Hakkari Yüksekova’da görevli bir polisin hakkında imam nikahıyla evlendiği ve tecavüz ettiği 14 yaşındaki çocuğun şikayetine rağmen dava açılmadı
Hakkari Yüksekova’da görevli bir polisin hakkında imam nikahıyla evlendiği ve tecavüz ettiği 14 yaşındaki çocuğun şikayetine rağmen dava açılmadı
ANF’den Zeynep Kuray’ın haberine göre Yakut Bağraç isimli bir polisin kandırarak imam nikahıyla evlendiği 14 yaşındaki Ş.N.B. isimli çocuğu tehdit ederek aylarca tecavüz ettiği ortaya çıktı. Ş.N.B. ve annesi Ş.Y. ANF’ye konuştu. Ş.N.B, “Beylik silahını kafama dayayıp benimle zorla cinsel ilişkiye giriyordu” derken, Ş.N.B.’nin avukatı Eren Keskin, müvekkilinin ruh sağlığının bozulduğuna ilişkin Van Bölge Eğitim ve Araştırma Hastanesi’nin verdiği rapor ortada olmasına rağmen, Yüksekova Cumhuriyet Savcısının şüpheli polis hakkında 6 aydır dava açmadığına dikkat çekti.
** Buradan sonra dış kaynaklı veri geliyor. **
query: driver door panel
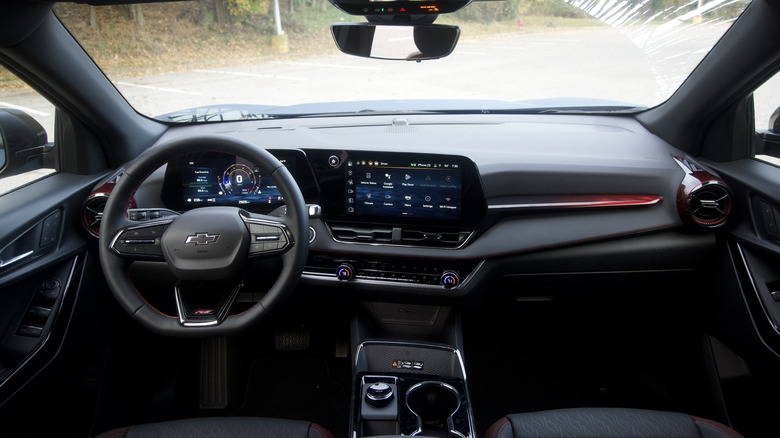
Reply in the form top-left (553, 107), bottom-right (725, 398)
top-left (0, 172), bottom-right (102, 405)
14 yaşındaki Ş.N.B. Tekirdağ Çerkezköy’de annesiyle birlikte huzurlu bir yaşam sürüyordu. Ortaokuldan başarıyla mezun olan ve annesi tarafından liseyi okumak üzere Amerika’ya gönderilecek olan Ş.N.B., 6 Mayıs 2013’te 30 yaşındaki Yakup Bağraç isimli trafik polisiyle tanışınca hayatı ve hayalleri altüst oldu.
Kapaklı İlçe Emniyet Müdürlüğü’nde trafik polisi olarak çalışan Yakup Bağraç ile bir kafede tanışan 14 yaşındaki Ş.N.B., annesinin itirazına rağmen Bağraç’ın ‘sevgilim ol’ teklifini kabul etti. Ş.N.B, “2013 Temmuz ayı başında Yakup’un tayini Hakkari Yüksekova’ya çıktı. Telefon ve mesajlaşmaya devam ettik. Bir müddet sonra beni sevdiğini ve benimle evlenmek istediğini söyledi. Gözlerim o kadar kör olmuştu ki ben de bu teklifini kabul ettim. Anneme konuyu açtığımda çok sinirlendi. 15 Ağustos’ta yurtdışına okumaya gideceğimi, yaşımın çok küçük olduğunu, kesinlikle evlenmeme izin vermeyeceğini söyledi ve benden numarasını istedi. Annem Yakup’u arayarak yaşımı hatırlattı ve onu azarladı. Ancak Yakup ısrarından vazgeçmedi” dedi.
Amir göz yumdu
Ş.N.B., bir süre sonra Yakup Bağraç’ın çağrısı üzerine annesi, Tekirdağ Saray Emniyet Müdürlüğü’nde komiser olan Halis Sarıyıldız’ın oğlu Emre Sarıyıldız ve annesi olarak tanıştırdığı ancak daha sonra teyzesi olduğunu öğrendiği Bedinur Bağraç ile Yüksekova’ya gider. Burada TOKİ lojmanlarında oturan Yakup Bağraç’ın amiri Suat Doğan’ın evine götürüldüklerini belirten Ş.N.B., “Annem amiri ile özel olarak görüşerek Yakup’u bu işten vazgeçirmesini, benim Yakup’la evlenmeme razı olmadığını söyledi. Amir ise bir şey yapamayacağını, elinden bir şey gelmediğini söyledi. Annem ısrarla bu işe razı olmadığını dile getirerek amir Suat Doğan’dan Yakup hakkında idari soruşturma yapmasını isteyince, Doğan elinde çok sayıda soruşturma bulunduğunu belirterek bu talebi reddetti” diye konuştu.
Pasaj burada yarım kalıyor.